I have just retrieved a load of kitchen towels from the dryer, and while I’m folding them on the floor in the bedroom Leta collects all the placemats. As she lays each one flat on the carpet she chants, “I have a nap for you,” to some imaginary audience. She does this a lot, pretends to have an intense conversation with someone we cannot see, and if we dare interrupt her she will hold up the palm of her hand to hush us up, like, is it not obvious that I’m having a riveting discussion with someone in my head? Do I interrupt your hallucinations?

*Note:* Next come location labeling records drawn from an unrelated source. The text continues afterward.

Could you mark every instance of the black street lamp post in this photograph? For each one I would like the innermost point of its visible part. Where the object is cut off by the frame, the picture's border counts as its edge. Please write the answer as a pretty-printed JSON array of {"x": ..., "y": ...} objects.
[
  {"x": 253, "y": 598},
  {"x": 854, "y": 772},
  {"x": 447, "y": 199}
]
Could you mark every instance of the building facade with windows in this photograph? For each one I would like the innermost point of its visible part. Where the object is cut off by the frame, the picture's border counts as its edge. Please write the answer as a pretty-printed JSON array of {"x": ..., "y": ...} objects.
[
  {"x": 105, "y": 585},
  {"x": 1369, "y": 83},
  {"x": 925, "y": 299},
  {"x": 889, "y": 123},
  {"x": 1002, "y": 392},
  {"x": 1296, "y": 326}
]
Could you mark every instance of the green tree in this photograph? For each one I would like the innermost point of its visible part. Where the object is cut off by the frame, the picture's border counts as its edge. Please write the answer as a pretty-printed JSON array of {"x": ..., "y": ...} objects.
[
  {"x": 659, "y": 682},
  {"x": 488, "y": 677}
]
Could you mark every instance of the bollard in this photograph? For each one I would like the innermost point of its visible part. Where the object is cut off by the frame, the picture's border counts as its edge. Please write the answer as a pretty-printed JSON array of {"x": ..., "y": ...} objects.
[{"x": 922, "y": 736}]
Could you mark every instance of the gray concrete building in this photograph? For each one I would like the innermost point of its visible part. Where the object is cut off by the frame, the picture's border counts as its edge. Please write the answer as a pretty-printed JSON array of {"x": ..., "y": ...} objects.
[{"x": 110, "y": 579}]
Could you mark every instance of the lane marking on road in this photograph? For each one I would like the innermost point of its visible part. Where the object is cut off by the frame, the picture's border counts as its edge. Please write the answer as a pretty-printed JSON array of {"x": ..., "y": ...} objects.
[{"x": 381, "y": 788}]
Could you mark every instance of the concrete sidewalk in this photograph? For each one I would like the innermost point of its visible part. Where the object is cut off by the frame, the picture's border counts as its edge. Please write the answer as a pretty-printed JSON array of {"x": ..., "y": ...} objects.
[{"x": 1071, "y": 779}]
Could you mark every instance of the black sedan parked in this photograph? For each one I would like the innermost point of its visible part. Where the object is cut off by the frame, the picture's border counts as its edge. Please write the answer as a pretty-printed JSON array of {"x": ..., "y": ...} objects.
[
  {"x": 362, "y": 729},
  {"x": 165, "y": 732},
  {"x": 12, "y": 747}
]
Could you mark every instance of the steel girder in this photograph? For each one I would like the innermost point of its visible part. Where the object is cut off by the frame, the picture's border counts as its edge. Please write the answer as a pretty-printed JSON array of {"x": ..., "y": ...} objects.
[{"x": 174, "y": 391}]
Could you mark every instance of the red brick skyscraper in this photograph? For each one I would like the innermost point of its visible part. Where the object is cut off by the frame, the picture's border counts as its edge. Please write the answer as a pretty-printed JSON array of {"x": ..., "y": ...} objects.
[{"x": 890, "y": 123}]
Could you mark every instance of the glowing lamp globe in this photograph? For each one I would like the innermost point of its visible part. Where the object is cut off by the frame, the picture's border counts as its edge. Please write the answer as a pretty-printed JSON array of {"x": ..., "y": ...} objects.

I wait until she reaches a lull in conversation and then ask, “Did you just call that a nap?”
“Yes,” she answers. “These are naps.” And then she points to each individual nap and identifies them by color: an orange nap, a green nap, a nap with stripes. Not unlike her mother, she is very good at expounding on the details of that which she knows nothing about.
“Leta, those are called mats,” I say. And then I brace for a cannonball of wailing vowels to explode out of her head because, oh, I don’t know, I exist? And that bothers her?
Instead, she sits silently for a few seconds and rolls around the suggestion in her mouth. “Maps?” she asks.
“Close,” I say, relieved that she is being receptive to this small lesson in language, and then I demonstrate it again, dragging out the T for effect. “Mattttts.”
She tries again. “Mappppptttts?”
“There is no P,” I explain. “It’s mats, M-A-T-S.”
“Ohhhhhhh,” she sighs, as if it suddenly makes sense, and with her head casually tilted to the side she says matter-of-factly, “Mats.”
Leta immediately goes back to her imaginary conversation, and I sit there beaming over the fact that my genius three-year-old has just figured out how to say a word from its spelling. Holy crap! I know thirty-year-olds who can’t do this, and with a huge smile on my face I start folding another dishtowel. Suddenly she turns to the wall, holds up a place mat and announces, “I have a NAPS for you, M-A-T-S!”